Younger people with GIST were also more likely to have surgical treatment. Even among those who had metastatic GIST, surgical treatment was associated with improved survival.

Younger people who didn’t have surgery had double the risk of dying from GIST.

Adults over age 40 are additionally more likely than younger people to have other chronic health conditions. This can sometimes make treatment more complicated.

A 2020 study suggests that sex may be an independent factor in determining outlook. The researchers found that the male study participants with GIST had a higher risk of death than the female study participants with GIST.

Reasons for this aren’t clear. The study authors wrote that further research is needed to better understand this finding.

Overall, people’s outlooks may have improved in recent years as a result of new targeted therapies for treatment-resistant GIST.

GIST may be curable if there is one early stage tumor that can be surgically removed without damaging vital organs. This can sometimes be done with minimally invasive laparoscopic surgery.

Some people make a full recovery without needing further treatment. Cases of GIST with tumors that are smaller than 2 centimeters (cm) are most likely to be cured with surgery alone.

Tumors that are larger than 2 cm are more likely to recur. Tumors that are 10 cm in size or larger are very likely to recur.

Even if your doctor says you’re cancer-free or cured, you’ll still need regular follow-up tests to monitor for recurrence.

Some tumors can’t be surgically removed. It might be because they’re too large or have invaded a sizeable part of a nearby organ, or because they’ve metastasized (spread) to other parts of the body.

The cancer is still treatable. Targeted drugs used to treat GIST are called tyrosine kinase inhibitors (TKIs). These therapies can help shrink tumors, slow the spread of cancer, and relieve symptoms.

Sometimes, doctors preemptively prescribe TKIs to prevent cancer recurrence in people who have undergone GIST surgery.

The outlook for people with GIST varies. Due to evolving therapies, people diagnosed within the last several years have more treatment options than ever.
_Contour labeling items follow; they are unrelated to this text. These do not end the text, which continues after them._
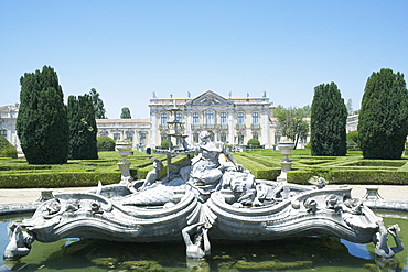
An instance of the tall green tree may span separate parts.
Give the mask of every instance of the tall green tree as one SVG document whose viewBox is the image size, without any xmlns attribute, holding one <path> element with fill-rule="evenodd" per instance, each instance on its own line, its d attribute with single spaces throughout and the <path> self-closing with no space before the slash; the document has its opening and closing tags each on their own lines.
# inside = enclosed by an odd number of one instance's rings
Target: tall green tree
<svg viewBox="0 0 408 272">
<path fill-rule="evenodd" d="M 66 163 L 68 122 L 64 94 L 55 70 L 25 73 L 20 78 L 20 109 L 17 132 L 30 164 Z"/>
<path fill-rule="evenodd" d="M 67 117 L 69 124 L 68 159 L 98 159 L 97 128 L 90 96 L 68 97 Z"/>
<path fill-rule="evenodd" d="M 357 129 L 365 159 L 401 157 L 408 133 L 408 91 L 404 74 L 380 69 L 368 77 Z"/>
<path fill-rule="evenodd" d="M 99 93 L 96 91 L 95 88 L 92 88 L 89 91 L 89 96 L 95 109 L 95 119 L 107 119 L 107 117 L 105 116 L 106 110 L 104 108 L 104 101 L 99 97 Z"/>
<path fill-rule="evenodd" d="M 307 139 L 309 134 L 309 123 L 304 120 L 309 113 L 309 106 L 303 108 L 284 108 L 279 105 L 275 109 L 275 117 L 278 119 L 278 130 L 283 137 L 294 142 L 297 148 L 299 140 Z"/>
<path fill-rule="evenodd" d="M 120 119 L 131 119 L 130 109 L 128 107 L 121 108 Z"/>
<path fill-rule="evenodd" d="M 337 85 L 314 88 L 311 108 L 311 153 L 316 156 L 344 156 L 347 109 Z"/>
</svg>

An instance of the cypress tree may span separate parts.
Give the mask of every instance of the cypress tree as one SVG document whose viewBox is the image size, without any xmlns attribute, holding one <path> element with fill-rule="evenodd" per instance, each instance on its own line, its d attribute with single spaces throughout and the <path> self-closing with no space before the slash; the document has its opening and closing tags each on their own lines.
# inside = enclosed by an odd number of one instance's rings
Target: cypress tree
<svg viewBox="0 0 408 272">
<path fill-rule="evenodd" d="M 346 154 L 347 109 L 334 83 L 314 88 L 311 107 L 311 153 L 318 156 Z"/>
<path fill-rule="evenodd" d="M 120 119 L 131 119 L 130 109 L 128 107 L 121 109 Z"/>
<path fill-rule="evenodd" d="M 380 69 L 368 77 L 358 117 L 358 145 L 365 159 L 400 159 L 408 133 L 404 74 Z"/>
<path fill-rule="evenodd" d="M 68 123 L 64 94 L 50 66 L 20 78 L 17 132 L 30 164 L 66 163 Z"/>
<path fill-rule="evenodd" d="M 92 88 L 89 91 L 89 96 L 93 100 L 93 105 L 95 108 L 95 119 L 107 119 L 107 117 L 105 116 L 106 110 L 104 107 L 104 101 L 99 97 L 99 93 L 96 91 L 95 88 Z"/>
<path fill-rule="evenodd" d="M 68 157 L 73 160 L 98 159 L 95 109 L 90 96 L 68 97 L 69 124 Z"/>
</svg>

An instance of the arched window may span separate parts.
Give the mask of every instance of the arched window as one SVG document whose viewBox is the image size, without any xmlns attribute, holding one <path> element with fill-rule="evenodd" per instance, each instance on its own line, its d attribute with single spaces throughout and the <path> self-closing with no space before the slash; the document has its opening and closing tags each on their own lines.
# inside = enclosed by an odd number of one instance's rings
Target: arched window
<svg viewBox="0 0 408 272">
<path fill-rule="evenodd" d="M 126 132 L 126 139 L 128 139 L 129 142 L 133 142 L 133 132 L 131 131 Z"/>
<path fill-rule="evenodd" d="M 0 129 L 0 137 L 7 138 L 7 130 L 6 129 Z"/>
<path fill-rule="evenodd" d="M 168 113 L 161 113 L 161 126 L 168 126 Z"/>
<path fill-rule="evenodd" d="M 227 113 L 221 112 L 219 113 L 219 124 L 227 124 Z"/>
<path fill-rule="evenodd" d="M 175 113 L 175 121 L 179 121 L 179 122 L 181 122 L 181 121 L 183 121 L 183 113 Z"/>
<path fill-rule="evenodd" d="M 237 123 L 238 124 L 244 124 L 244 112 L 238 112 L 237 113 Z"/>
<path fill-rule="evenodd" d="M 258 124 L 258 123 L 259 123 L 259 113 L 253 112 L 253 124 Z"/>
<path fill-rule="evenodd" d="M 213 126 L 214 124 L 214 111 L 207 110 L 205 111 L 205 124 Z"/>
<path fill-rule="evenodd" d="M 193 124 L 200 124 L 200 115 L 197 112 L 193 113 Z"/>
</svg>

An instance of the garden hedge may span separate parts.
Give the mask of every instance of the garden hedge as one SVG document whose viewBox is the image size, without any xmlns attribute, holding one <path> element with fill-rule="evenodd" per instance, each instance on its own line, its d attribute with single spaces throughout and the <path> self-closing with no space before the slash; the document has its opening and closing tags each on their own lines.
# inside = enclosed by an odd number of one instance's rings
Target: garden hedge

TKIs are paving the way for a more personalized approach to treatment. These drugs target specific genetic mutations that are responsible for GIST. They may improve a person’s survival rate and outlook.

Breakthrough TKIs include:

  • Imatinib mesylate (Gleevec). This selective inhibitor targets KIT and PDGFRA gene mutations, which are found in 80 percent of all people with GIST. This is a first-line therapy that stabilizes or shrinks tumors in most cases. If there’s no response or it stops working, sunitinib (Sutent) then regorafenib (Stivarga) can be tried next.
  • Avapritinib (Ayvakit). One of the newer therapies for metastatic disease, this drug is an option when there’s a rare exon 18 mutation in the PDGFRA gene. This type of cancer does not respond to other standard GIST therapies.
  • Ripretinib (Qinlock). This new targeted therapy was approved in 2020 for advanced GIST that’s resistant to treatment with imatinib, sunitinib, and regorafenib. In phase 3 trials, ripretinib significantly improved median progression-free survival over placebo.
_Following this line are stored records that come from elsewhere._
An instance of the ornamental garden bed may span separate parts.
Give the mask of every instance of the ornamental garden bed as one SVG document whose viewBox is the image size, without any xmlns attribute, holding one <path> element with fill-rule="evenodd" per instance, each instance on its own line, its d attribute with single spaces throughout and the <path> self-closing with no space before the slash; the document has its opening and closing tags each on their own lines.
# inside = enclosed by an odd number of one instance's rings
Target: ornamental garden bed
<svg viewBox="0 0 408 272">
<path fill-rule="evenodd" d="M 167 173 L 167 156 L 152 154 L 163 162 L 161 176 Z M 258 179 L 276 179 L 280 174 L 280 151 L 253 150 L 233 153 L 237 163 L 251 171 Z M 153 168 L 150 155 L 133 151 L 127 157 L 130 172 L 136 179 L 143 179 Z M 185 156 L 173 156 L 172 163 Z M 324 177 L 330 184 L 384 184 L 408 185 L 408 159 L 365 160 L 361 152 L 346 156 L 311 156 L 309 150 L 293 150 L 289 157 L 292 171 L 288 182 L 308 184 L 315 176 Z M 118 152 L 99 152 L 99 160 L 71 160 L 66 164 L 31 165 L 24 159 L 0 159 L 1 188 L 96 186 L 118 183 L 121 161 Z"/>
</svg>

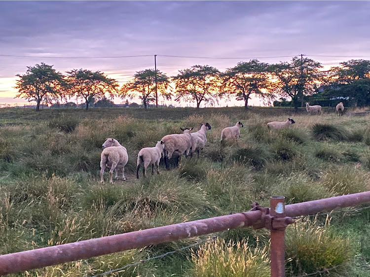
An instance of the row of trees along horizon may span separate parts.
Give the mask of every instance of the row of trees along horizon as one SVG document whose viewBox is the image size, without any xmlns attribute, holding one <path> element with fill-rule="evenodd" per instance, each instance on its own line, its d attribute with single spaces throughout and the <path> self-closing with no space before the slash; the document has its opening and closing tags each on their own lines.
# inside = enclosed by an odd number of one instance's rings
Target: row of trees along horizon
<svg viewBox="0 0 370 277">
<path fill-rule="evenodd" d="M 15 97 L 36 102 L 37 111 L 41 103 L 73 97 L 85 101 L 87 110 L 92 101 L 107 96 L 131 100 L 138 97 L 146 109 L 150 103 L 157 106 L 159 95 L 195 103 L 197 108 L 202 103 L 234 98 L 244 101 L 248 109 L 252 96 L 275 100 L 274 105 L 293 105 L 296 110 L 307 100 L 311 104 L 338 99 L 347 105 L 370 104 L 370 61 L 351 60 L 326 71 L 322 68 L 320 63 L 301 56 L 275 64 L 256 59 L 240 62 L 224 72 L 208 65 L 195 65 L 172 77 L 158 69 L 146 69 L 137 71 L 119 88 L 115 79 L 99 70 L 74 69 L 64 75 L 53 66 L 41 63 L 27 67 L 24 74 L 17 74 L 14 88 L 18 91 Z"/>
</svg>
According to the American Cancer Society, it’s not known whether certain lifestyle choices can lower the risk of tumor growth or recurrence. But your general health may benefit from behaviors such as:

  • a balanced diet
  • regular exercise
  • not smoking
  • seeing your doctor as recommended
  • taking medications as prescribed

After treatment, you’ll probably need follow-up doctor visits every few months at first, then at least once a year. Some people may need to take TKIs long term.

GIST is a type of tumor that starts in the gastrointestinal tract. The outlook for people with GIST depends on many factors, such as stage, mitotic rate, and overall health.
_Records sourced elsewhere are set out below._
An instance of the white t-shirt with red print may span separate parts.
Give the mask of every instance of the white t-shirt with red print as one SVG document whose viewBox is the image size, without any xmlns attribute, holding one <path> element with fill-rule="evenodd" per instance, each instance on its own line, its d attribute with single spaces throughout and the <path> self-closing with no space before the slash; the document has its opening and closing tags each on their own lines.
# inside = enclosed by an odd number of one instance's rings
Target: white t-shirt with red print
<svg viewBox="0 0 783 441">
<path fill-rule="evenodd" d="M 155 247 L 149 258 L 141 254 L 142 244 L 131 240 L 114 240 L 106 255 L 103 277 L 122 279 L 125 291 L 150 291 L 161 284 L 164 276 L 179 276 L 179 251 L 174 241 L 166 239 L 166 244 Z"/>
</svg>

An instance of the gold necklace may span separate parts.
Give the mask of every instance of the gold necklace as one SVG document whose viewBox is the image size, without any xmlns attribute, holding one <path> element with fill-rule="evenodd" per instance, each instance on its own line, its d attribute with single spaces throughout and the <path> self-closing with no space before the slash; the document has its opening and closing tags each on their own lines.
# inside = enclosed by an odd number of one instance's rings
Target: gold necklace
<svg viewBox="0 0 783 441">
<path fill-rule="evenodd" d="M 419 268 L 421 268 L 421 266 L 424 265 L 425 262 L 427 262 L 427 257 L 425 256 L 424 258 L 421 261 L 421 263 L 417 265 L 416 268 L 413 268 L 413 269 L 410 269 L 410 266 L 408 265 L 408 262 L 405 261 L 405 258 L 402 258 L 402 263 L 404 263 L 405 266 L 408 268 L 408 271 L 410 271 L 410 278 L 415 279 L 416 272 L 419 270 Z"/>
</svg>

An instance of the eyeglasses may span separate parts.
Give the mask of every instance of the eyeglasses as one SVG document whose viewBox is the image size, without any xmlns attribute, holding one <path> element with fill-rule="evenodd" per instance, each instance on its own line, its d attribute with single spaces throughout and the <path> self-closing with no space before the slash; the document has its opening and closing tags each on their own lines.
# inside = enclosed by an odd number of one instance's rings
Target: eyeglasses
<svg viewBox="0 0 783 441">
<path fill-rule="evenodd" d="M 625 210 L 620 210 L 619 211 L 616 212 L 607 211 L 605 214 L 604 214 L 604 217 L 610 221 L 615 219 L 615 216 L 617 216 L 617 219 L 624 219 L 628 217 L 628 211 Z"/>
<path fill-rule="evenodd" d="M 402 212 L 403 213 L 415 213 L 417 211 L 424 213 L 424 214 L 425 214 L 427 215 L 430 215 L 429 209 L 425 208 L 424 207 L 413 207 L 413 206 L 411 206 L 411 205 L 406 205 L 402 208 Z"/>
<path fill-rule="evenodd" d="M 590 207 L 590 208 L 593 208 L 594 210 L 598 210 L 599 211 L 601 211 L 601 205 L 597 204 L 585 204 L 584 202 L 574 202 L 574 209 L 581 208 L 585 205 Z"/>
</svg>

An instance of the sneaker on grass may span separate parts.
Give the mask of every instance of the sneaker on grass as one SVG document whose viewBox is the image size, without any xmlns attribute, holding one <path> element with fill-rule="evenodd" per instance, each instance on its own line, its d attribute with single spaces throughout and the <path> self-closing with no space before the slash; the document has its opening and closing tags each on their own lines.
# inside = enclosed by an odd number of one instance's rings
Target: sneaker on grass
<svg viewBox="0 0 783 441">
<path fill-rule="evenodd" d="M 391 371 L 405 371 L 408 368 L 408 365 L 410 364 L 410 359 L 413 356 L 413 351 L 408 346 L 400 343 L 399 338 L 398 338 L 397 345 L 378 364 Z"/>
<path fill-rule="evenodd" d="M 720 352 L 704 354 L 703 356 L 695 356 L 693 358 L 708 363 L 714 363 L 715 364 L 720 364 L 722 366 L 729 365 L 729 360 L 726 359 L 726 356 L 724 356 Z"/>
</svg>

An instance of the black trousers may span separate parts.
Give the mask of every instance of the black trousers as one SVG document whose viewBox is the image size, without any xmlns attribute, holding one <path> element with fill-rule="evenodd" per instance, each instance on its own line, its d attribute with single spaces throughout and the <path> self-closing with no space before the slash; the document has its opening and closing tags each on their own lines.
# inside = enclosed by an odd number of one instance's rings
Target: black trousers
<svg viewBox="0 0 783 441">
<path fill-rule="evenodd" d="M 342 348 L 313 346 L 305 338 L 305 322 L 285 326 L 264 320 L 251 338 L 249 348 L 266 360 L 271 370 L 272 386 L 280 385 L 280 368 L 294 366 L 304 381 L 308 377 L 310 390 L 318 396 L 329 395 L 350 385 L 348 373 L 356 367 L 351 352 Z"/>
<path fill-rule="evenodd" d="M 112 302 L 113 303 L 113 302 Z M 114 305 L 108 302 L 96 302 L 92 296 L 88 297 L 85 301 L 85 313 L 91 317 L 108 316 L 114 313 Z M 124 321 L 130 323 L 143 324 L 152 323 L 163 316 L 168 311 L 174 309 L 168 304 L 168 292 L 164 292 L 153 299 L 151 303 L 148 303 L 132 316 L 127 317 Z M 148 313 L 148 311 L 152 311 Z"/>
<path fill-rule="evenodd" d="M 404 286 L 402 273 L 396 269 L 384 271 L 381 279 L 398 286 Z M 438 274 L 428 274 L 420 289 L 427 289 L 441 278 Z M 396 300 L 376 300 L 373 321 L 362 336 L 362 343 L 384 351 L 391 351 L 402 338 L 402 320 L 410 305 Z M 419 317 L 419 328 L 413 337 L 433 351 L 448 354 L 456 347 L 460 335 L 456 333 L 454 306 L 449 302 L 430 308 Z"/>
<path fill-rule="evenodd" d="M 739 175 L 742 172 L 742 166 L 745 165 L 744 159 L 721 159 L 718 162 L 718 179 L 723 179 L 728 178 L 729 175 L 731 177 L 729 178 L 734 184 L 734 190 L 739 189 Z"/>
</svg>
Surgery can remove some tumors and lead to a full recovery. Several new therapies can treat tumors that can’t be removed or treat cancer that has spread.

The outlook people with GIST is improving with the introduction of new drugs for treatment-resistant tumors.

Your doctor can review your medical history to give you a better idea of your own general outlook and what you can expect from treatment.